Michael Nattoo – Staff Reporter
On Wednesday, as members of a delegation headed by the Opposition’s Spokesperson on National Security, Peter Bunting, made their way through sections of the ZOSO-impacted community of Mt. Salem, the celebration among residents, who trickled onto the once vacant streets, seemed to contrast the life most appeared to be experiencing beyond the zone.
“We feel restricted – like caged birds,” one female resident of Piggott Street told the Western Mirror. “Yeah, it’s nice to see police and soldiers here, but we can’t really move about as we want to,” she added, citing that she was not sure if this level of restriction was common in these kinds of operations. “I’m not used to this, we are not used to this, so it’s a little challenging to adjust to it,” she concluded, before retreating to her stall perched on a section of the hilly terrain in that community.
Another resident, who observed the many media personnel flocking the mix of delegates and residents, chimed in: “With all of this now happening, and all the attention we’re getting I hope we can get… the infrastructure – our own light, water, proper drainage, and all of that.”
This was a sentiment expressed by many other the residents who filtered from their homes onto the streets, eager to get their voices heard. As another community member would express to the Western Mirror, after almost two weeks of ZOSO, not much has been reasonably done in the way of social intervention – one of the pillars of the intended 60-day operation.
“Weh di intervention deh? All dem a do a shut we down! Mi nah see nutten a happen,” the man, who appeared in his mid-twenties, said. When asked to explain what he meant, he revealed that since the declaration of Mt. Salem as a Zone of Special Operation, he has seen little, if any, tangible social change. “We can’t even get the Comfort land,” an area in Mt. Salem that the government has been trying to regularize, “and if you look, all ‘bout di place, di zinc dem still put up, and people who deh ya fi years still nuh have no title fi dem land. Weh di intervention deh in a dat?”
NO LEISURE ACTIVITIES
His concerns were not lost on the crowd, as a notable roar of approval could be heard among residents who were close enough to hear him. When quizzed as to whether or not he believed ZOSO remains relevant in his community, despite the misinformation which aided in its ‘clampdown’, he had this to say: “Well, with wa did a gwaan ‘bout di place, something had to be done,” he explained. “Wid the heap a violence, something had to be done, but we need better results.” He additionally explained that he feels restricted too.

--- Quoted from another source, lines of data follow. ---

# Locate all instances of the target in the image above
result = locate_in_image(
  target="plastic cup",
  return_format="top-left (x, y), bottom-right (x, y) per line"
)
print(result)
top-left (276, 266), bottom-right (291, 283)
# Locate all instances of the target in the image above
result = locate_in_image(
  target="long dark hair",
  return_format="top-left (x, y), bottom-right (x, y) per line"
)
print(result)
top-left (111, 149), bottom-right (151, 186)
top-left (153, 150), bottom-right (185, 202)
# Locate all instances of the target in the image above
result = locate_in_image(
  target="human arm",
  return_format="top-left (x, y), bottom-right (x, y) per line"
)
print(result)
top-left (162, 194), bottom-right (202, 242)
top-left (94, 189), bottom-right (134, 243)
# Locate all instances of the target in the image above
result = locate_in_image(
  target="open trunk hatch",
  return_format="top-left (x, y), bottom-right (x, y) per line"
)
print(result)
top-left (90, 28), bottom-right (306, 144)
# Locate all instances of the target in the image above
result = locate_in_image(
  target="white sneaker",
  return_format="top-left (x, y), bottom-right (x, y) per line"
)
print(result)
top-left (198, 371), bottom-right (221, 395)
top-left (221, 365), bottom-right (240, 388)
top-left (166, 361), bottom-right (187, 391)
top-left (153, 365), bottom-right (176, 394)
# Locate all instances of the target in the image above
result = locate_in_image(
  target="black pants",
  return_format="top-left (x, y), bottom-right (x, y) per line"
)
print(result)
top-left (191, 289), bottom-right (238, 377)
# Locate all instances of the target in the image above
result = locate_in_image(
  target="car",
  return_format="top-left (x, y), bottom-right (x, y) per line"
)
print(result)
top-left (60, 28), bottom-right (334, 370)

Normally on weekdays, he would meet up with friends to go play a game of football, but since ZOSO, it has been especially difficult for the youngsters in the community to congregate for leisure activities. And, without an outlet to process the stress of the Zone, youngsters have been left to find other outlets, which he feels may be counterproductive to the security forces’ efforts.

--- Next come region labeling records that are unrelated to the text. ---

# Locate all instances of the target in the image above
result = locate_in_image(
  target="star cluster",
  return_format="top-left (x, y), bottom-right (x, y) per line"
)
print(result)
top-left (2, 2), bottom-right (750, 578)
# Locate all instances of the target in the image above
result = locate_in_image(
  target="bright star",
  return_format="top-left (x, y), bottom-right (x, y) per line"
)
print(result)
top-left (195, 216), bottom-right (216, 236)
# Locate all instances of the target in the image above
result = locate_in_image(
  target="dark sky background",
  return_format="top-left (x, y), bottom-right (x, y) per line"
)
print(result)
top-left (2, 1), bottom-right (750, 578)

“When di yutes dem don’t have nowhere fi go and nutten fi do, what you think ago happen?” he asked, as the delegates continued their chauffeured march throughout the town, accompanied all the while by a joint force of JDF and JCF personnel.

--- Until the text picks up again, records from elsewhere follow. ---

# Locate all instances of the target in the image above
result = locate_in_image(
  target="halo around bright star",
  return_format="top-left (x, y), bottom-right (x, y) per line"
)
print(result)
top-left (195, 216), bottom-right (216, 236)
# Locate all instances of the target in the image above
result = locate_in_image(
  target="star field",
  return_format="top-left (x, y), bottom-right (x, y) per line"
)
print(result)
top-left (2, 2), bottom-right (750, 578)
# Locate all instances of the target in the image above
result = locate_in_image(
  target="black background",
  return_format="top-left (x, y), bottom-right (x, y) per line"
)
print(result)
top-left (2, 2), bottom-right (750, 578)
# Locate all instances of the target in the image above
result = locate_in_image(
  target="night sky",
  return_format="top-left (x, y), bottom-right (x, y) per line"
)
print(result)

Despite the general undertone of discontent by residents, some felt that since the introduction of ZOSO, life has markedly gotten better for them. Speaking to a resident along Crawford Street, she said that she feels safer, and that the work being done is commendable. “Mi nah lie, since dem come here, a lot of things cooled down. One time, everybody used to paranoid, and did affi a sleep wid one eye open, but since ZOSO, we nuh affi do dat.” She noted that most of the criminal elements removed themselves from the area for fear of being caught, but wondered about what life would be without the safety net of the sustained presence of security personnel. “Afta dem gone, mi think everything ago return to normal, but for now, we appreciate it,” she concluded.
Although Prime Minister Andrew Holness, on Tuesday, reported that there have been no abuses so far with ZOSO, there are some residents who feel that they have been violated at some of the checkpoints. One resident’s experience contrasts some of the views expressed by PM Holness.
“I have never been treated so badly by anyone in the security forces; I was made to feel like a criminal. I did not spend thousands of dollars at university to be treated like a criminal! I have no complaints about the soldiers; they have been courteous and patient,” the Mt. Salem resident told the Western Mirror. Her unfortunate experience, after intending to gain entrance to the community on her lunch break from work, saw her being allegedly yelled at and harassed by a contingent of JCF officers, and was told that even though she had presented her ID earlier, which she had left at work on her lunch break, she would not be allowed entrance. This, after explaining that she was told to present her ID only once per day.
Although the frequency of these incidents was not confirmed, an interview with Angela Brown-Burke, revealed her concerns for the residents of Mt. Salem.
“There are a few concerns about how we got to the point of choosing Mt. Salem for ZOSO,” she began, “but since we are here, we want to encourage persons to continue being cooperative, and I also implore the joint command to conduct their responsibilities professionally, above reproach, and above board.”